This week saw the official beginning of autumn on September 23, and the accompanying loss of productivity that results from
an adorable Google doodle to mark it. I love this season, as the weather begins to cool, the leaves take on the rich hues of the season, and everything starts to smell (and taste) like pumpkin spice.
It’s been especially beautiful in my corner of the world this week with crisp clear mornings that shake off the chill and settle into pleasant sunny afternoons. And there’s a sense of urgency to soak up every bit of the beauty because before too long the jack-o-lanterns will rot on the front porch and we’ll all have had our fill of apples, raking, and, yes, maybe even those pumpkin-spiced lattes.
Then the long, dark, cold months of winter will settle in. According to some weather “experts” we Midwesterners should indeed be bracing for a long, dark, cold, winter. And by “experts,” of course, I mean the woolly worms.
That these fuzzy little critters can predict the degree of severity of the coming winter has been known since at least as early as the 1600’s, but it wasn’t until the fall of 1948 that the phenomenon was (kind of) formally studied. This was the year Dr. Howard Curran, then curator of entomology at the American Museum of Natural History took some friends, including a New York Herald Tribune reporter, their wives, and presumably a picnic with a few bottles of pumpkin spice ale and headed to Bear Mountain State Park to examine the woolly worms.
What he hoped to test was the folklore assertion that the wider the orange/brown band in the middle of the woolly worm’s stripe pattern, the milder the winter, and that collecting and examining woolly worms would be a fun way to spend a day with Mrs. Curran and their friends. Evidence suggests that the latter assertion is absolutely true because the group continued their “research” tradition for the next eight years.
As to whether or not the woolly worm can accurately predict the severity of the coming winter, well, Curran’s evidence did seem to jive with the old wives tale and his results were published in the New York Herald Tribune, sparking renewed interest in the tale that has led to woolly worm festivals and celebrations in Ohio, North Carolina, Kentucky, Pennsylvania, and even recently in Lion’s Head, Ontario, which just goes to show you that searching out woolly worms really is a fun way to spend a Saturday.
Still, Dr.

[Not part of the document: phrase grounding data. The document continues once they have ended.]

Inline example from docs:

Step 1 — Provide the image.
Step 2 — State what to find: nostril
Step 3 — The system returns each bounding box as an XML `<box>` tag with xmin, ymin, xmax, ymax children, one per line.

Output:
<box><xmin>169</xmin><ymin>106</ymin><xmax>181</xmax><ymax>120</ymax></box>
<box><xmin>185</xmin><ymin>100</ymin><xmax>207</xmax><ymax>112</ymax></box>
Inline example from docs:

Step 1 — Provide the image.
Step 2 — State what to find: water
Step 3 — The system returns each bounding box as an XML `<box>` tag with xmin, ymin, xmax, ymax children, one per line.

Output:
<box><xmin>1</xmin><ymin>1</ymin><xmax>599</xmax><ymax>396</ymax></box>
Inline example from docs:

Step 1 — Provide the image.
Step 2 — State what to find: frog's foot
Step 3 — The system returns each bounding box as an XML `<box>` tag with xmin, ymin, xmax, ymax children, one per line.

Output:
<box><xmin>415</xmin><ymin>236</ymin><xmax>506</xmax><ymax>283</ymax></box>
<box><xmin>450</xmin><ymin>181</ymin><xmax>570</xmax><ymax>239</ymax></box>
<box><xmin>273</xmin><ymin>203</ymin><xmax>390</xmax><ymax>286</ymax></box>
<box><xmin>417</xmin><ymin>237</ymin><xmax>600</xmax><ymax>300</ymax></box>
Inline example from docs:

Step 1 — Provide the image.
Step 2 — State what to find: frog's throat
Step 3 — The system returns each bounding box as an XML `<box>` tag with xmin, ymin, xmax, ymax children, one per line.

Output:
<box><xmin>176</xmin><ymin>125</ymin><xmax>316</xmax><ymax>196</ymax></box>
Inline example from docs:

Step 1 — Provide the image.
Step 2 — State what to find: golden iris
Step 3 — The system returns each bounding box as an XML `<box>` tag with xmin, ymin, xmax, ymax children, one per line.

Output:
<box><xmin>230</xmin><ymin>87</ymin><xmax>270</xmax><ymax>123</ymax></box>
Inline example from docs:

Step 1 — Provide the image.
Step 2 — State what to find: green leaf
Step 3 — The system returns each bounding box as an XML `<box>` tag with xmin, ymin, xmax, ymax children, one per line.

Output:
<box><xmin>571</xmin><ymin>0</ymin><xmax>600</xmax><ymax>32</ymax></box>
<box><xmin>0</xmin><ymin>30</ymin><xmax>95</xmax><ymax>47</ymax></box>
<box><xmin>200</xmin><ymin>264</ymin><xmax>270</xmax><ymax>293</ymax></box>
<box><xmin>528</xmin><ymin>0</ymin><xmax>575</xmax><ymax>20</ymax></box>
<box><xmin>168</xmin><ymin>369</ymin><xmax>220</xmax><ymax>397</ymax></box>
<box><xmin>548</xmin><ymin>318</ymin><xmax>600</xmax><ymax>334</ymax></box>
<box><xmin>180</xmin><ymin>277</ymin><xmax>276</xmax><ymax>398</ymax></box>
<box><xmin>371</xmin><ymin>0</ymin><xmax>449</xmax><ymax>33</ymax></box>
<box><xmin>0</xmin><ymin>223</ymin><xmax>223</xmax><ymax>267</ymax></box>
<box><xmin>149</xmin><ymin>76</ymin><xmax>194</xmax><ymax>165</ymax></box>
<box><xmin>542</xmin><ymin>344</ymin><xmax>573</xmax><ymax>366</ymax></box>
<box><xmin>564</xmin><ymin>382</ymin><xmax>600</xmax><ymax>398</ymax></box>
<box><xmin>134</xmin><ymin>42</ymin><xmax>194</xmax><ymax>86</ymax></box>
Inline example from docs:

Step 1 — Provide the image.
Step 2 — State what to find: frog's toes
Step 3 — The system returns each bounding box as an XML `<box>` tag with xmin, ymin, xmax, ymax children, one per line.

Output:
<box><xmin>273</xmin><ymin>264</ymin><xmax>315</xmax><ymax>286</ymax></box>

Curran was careful to note that his sample sizes were small, his technique imprecise, and his results, though delightful, were somewhat suspicious. More recent studies have shown that there really isn’t a correlation between the coloration of woolly worms and the weather pattern of the coming winter.
The stripes instead tell us something of the woolly worm’s age, how long it’s been eating, and which of 260 species of tiger moth (the grown up version of the woolly worm) it might belong to. Entomologists do admit that given all that, the coloration may tell us something about the weather patterns of the previous winter, but then even meteorologists can tell us that information with at least some degree of accuracy, so it really isn’t that impressive.
Still, I admit that on a recent family bike ride, we noted the coloration of the droves of woolly worms that crossed the bike path. To our untrained eyes, they seemed to indicate a harsh winter ahead. And a lot of meteorologists agree, citing such prediction tools as statistical analysis and computer generated weather models. Seems to me like it would be easier just to grab a few friends and head out on the bike trail or take a picnic up to Bear Mountain and enjoy a nice slice of pumpkin pie, if for no other reason than to soak up the beauty of these autumn days.